在 2026/4/20 04:10, Paul Richards 写道:
> Thanks Qu for your feedback! I wasn't expecting such a thorough review of
> this early RFC. I will reply to a few of your comments below.
> 
> For the comments I don't reply to, please know that I have read them and
> agree with them. If I follow up with another revision then I will address them
> there.
> 
> 
> On Sun, 19 Apr 2026 at 06:09, Qu Wenruo <quwenruo.btrfs@gmx.com> wrote:
>>
>>
>> 在 2026/4/19 09:55, Qu Wenruo 写道:
>>>
>>>
>>> 在 2026/4/19 00:08, Paul Richards 写道:
>>>> This series adds support for FALLOC_FL_COLLAPSE_RANGE and
>>>> FALLOC_FL_INSERT_RANGE to btrfs_fallocate(). Both operations are
>>>> already supported by ext4 and xfs. The userspace contract is
>>>> documented in fallocate(2).
>>>>
>>>> Patch 1 refactors btrfs_fallocate() to dispatch via a switch statement,
>>>> moving punch_hole into its own function and decoupling locking from the
>>>> per-operation helpers. This is similar to the implementaitons for ext4
>>>> and xfs.
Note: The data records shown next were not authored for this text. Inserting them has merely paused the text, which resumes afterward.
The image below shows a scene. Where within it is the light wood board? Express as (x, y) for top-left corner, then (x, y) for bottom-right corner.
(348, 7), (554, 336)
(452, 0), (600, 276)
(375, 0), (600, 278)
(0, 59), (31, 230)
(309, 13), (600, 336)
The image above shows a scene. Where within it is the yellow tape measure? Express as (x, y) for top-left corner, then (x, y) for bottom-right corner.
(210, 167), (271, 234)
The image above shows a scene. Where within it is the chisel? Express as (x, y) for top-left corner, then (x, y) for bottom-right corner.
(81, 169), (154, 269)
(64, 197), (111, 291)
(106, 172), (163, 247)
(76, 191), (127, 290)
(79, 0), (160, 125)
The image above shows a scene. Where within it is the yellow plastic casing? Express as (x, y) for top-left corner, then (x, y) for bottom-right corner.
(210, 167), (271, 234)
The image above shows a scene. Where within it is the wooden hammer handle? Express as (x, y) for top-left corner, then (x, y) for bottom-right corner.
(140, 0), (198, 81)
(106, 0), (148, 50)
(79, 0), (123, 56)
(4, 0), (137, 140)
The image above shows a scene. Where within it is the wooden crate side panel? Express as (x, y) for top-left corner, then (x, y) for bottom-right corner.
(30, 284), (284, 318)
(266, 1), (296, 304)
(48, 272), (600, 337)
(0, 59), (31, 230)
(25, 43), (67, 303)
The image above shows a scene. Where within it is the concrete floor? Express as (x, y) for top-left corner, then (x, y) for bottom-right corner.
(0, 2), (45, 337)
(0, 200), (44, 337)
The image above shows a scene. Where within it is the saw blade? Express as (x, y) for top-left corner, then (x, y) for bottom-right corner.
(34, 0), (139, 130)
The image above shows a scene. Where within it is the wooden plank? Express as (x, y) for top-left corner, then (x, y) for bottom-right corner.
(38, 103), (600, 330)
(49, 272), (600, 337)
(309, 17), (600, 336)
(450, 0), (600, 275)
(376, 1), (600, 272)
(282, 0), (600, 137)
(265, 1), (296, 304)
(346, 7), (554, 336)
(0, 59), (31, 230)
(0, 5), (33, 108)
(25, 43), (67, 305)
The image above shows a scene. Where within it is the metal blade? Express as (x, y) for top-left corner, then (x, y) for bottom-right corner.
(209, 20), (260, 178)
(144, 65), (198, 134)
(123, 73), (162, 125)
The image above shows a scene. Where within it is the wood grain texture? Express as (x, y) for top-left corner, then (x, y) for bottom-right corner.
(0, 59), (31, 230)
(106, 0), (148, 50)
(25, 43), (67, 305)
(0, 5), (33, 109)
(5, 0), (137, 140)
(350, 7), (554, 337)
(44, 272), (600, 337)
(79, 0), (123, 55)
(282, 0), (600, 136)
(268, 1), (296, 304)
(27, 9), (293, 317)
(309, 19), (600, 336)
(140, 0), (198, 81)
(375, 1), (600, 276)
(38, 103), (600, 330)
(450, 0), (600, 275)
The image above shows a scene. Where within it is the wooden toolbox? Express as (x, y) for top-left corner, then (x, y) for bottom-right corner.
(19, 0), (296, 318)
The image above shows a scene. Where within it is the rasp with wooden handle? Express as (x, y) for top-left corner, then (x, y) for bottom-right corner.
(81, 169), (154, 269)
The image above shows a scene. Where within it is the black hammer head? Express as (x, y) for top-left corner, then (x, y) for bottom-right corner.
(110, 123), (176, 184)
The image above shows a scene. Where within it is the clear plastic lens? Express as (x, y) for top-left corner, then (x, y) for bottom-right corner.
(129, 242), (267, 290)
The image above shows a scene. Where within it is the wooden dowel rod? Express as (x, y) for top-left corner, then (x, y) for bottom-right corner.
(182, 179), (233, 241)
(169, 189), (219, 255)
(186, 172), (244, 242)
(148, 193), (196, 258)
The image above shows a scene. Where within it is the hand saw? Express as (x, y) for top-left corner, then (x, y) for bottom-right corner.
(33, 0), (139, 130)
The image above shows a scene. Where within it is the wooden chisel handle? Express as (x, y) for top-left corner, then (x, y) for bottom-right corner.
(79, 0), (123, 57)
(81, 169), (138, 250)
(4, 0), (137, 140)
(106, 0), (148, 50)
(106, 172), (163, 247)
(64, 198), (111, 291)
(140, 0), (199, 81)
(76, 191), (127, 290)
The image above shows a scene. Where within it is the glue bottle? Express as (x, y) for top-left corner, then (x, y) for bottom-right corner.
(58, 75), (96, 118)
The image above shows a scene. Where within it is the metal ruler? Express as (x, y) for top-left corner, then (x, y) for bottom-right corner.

The allocate-range and zero-range paths remain coupled since
>>>> they share some setup logic.
>>>>
>>>> Patches 2 and 3 add COLLAPSE_RANGE and INSERT_RANGE respectively.
>>>>
>>>> == Implementation approach ==
>>>>
>>>> For COLLAPSE_RANGE:
>>>>    - The removed region [offset, offset+len) is punched out via
>>>>      btrfs_replace_file_extents(), which handles boundary splitting.
>>>>    - All EXTENT_DATA keys with key.offset >= offset+len are shifted
>>>>      leftward by len in forward order.
>>>>
>>>> For INSERT_RANGE:
>>>>    - All EXTENT_DATA keys with key.offset >= offset are shifted rightward
>>>>      by len in reverse order (required to avoid key collisions).
>>>>    - No pre-splitting of straddling extents is needed: the left portion
>>>>      of a straddling extent stays in place, the right portion is shifted;
>>>>      both reference the same physical extent via their existing
>>>>      extent_offset fields.
>>>>
>>>> For each shifted key, the corresponding back-reference in the extent
>>>> tree is updated via a shared helper btrfs_shift_extent_backref().
>>
>> After looking into each patch, I do not think the low level direct file
>> item change is a good idea, especially with your current implement:
>>
>> - Can lock the inode for a very long time
>>     E.g. inserting a hole into the beginning of a very large file.
>>     We will lock the inode until all file items are iterated, which kills
>>     concurrency.

After more reference to reflink code, I think this comment is a little 
over-reaction, as reflink also locks the involved range in one go, thus 
can lock the inode for a very long time too.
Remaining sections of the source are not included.